CC: Como repercutiu a anulação do contrato de Itaipu?
RC: Bolsonaro deveria ter ajudado Benítez antes. Agora acabou a confiança de que o presidente possa negociar habilmente e defender o Paraguai. O mandatário brasileiro chantageou o nosso presidente, disse que não iria permitir a entrada de arroz produzido do lado de cá da fronteira. Desde fevereiro, a Eletrobras cortou recursos para Itaipu, exerceu uma verdadeira guerra econômica. Bolsonaro está levando seu aliado à morte política.
CC: Legendas conservadoras sinalizaram aderir ao impeachment, mas recuaram. O que aconteceu?
RC: É uma disputa enorme, nunca existe certeza, há venda de votos, são muitas as questões. Não só a oposição, mas grande parte do Partido Colorado, que responde ao ex-presidente Horácio Cartes, deu a entender que votaria pelo afastamento, mas eles voltaram atrás. Tanto na Câmara quanto no Senado são necessários dois terços dos votos. O afastamento de Hugo Velázquez, vice-presidente, me parece mais provável neste momento.

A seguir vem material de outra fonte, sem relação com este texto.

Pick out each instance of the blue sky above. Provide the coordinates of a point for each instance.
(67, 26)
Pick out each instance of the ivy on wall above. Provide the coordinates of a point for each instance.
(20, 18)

CC: Além da crise de Itaipu, o atual governo enfrenta protestos de agricultores e a população reclama da inflação. Como é a avaliação desta gestão?
RC: Há muito descontentamento. Bení-tez perdeu, em menos de um ano, a popularidade que tinha no início do mandato. Crescíamos bem, mas não repartíamos riqueza. Agora está pior. Há recessão e os problemas sociais aumentaram por causa da incapacidade de gestão. A frase mais popular por aqui é “desastre con Marito”, misturando espanhol e guarani. Vivemos sob um governo reacionário e oligárquico que não resolve os problemas.
CC: O que representa a Usina de Itaipu para os paraguaios?
RC: Itaipu, além de estratégica, é uma mina de ouro. A energia elétrica é um dos principais produtos de exportação do Paraguai. À parte ser uma fonte de receita externa, é um símbolo nacional, como o canal para os panamenhos, o gás para os bolivianos e o cobre para os chilenos.
CC: O atual momento tem alguma semelhança com o processo de afastamento do ex-presidente Fernando Lugo?
RC: É muito diferente. O processo de Lugo foi inventado. Houve um complô para destituí-lo. Sicários contratados por latifundiários mataram campesinos e culparam o então presidente. Os paraguaios sabem disso e hoje têm vergonha por destruírem a institucionalidade democrática. O ex-presidente segue como uma das figuras mais populares do país e a Frente Guasú não tem um só integrante acusado de corrupção.